Classics Senior Speakers Discusses Diversity and Race in the Roman Empire

By Gwynne Dulaney, Co-Editor-in-Chief

Last month, classics students from Bryn Mawr and Haverford gathered alongside faculty and underclassmen to hear the Classics Senior Majors’ Visiting Speaker, Professor Nandini Pandey of the University of Wisconsin at Madison, present her talk, “Dominance and diversity in Roman space and psychology.” Each year, the seniors of the classics department invite a professor specializing in what they find to be an engaging and relevant topic.

Professor Pandey is an accomplished academic leader in the study of identity and diversity in antiquity, having gained her undergraduate degree in Classical Language at Swarthmore and going on to gain degrees at Oxford, Cambridge, and UC Berkeley. Her talk was an excerpt of her upcoming book, Empires of Difference: What Rome Can Teach Us about Diversity. She is also the author of the book Poetic and Power in Augustan Rome: Latin Poetic Response to Early Imperial Iconography and a contributor to the popular and progressive classically-themed website Eidolon.

Professor Pandey’s talk centered on the definition of diversity in the ancient world and how we can use Roman ideas of diversity and identity to reflect upon our own society today. Professor Pandey discussed how too often Roman culture is whitewashed when it was indeed a diverse and expansive civilization. She also reflected upon the current trend of using history in order to glorify alt-right groups in today’s media, and how Rome in particular is often a victim of this weaponization. In her talk, Professor Pandey opened the audience’s eyes to the relationship between Rome’s open, multicultural society and modern debates about diversity.

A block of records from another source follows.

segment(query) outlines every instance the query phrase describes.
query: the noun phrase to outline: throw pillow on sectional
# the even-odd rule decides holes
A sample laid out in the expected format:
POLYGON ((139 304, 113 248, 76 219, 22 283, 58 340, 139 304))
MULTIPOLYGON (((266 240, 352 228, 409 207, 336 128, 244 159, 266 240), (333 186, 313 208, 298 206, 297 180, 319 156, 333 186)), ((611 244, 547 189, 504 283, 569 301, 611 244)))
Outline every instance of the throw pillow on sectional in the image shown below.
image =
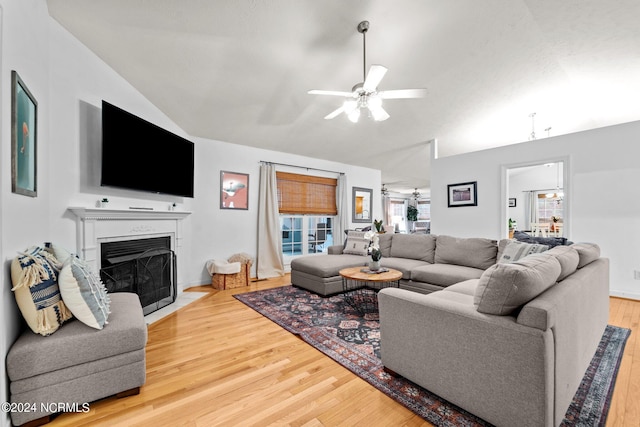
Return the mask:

Professor Pandey’s topic could not have come at a more relevant time. In the past few years, the academic classical world has been a hotbed of exclusion and racism, making clear that an academic field dominated primarily by straight white men is no longer acceptable. By presenting the classical world as Eurocentric, we not only alienate brilliant leaders in the field who do not identify as such, but also overlook a hugely important aspect of classics that would greatly benefit the field if we took the time to study it more thoroughly. The classical encompasses much more than just Greece and Italy, and classics would be a much more relevant and representative field today if this was addressed. Professor Pandey’s forthcoming book is something that every classicist should read if they wish to make a difference in academia and the world around them.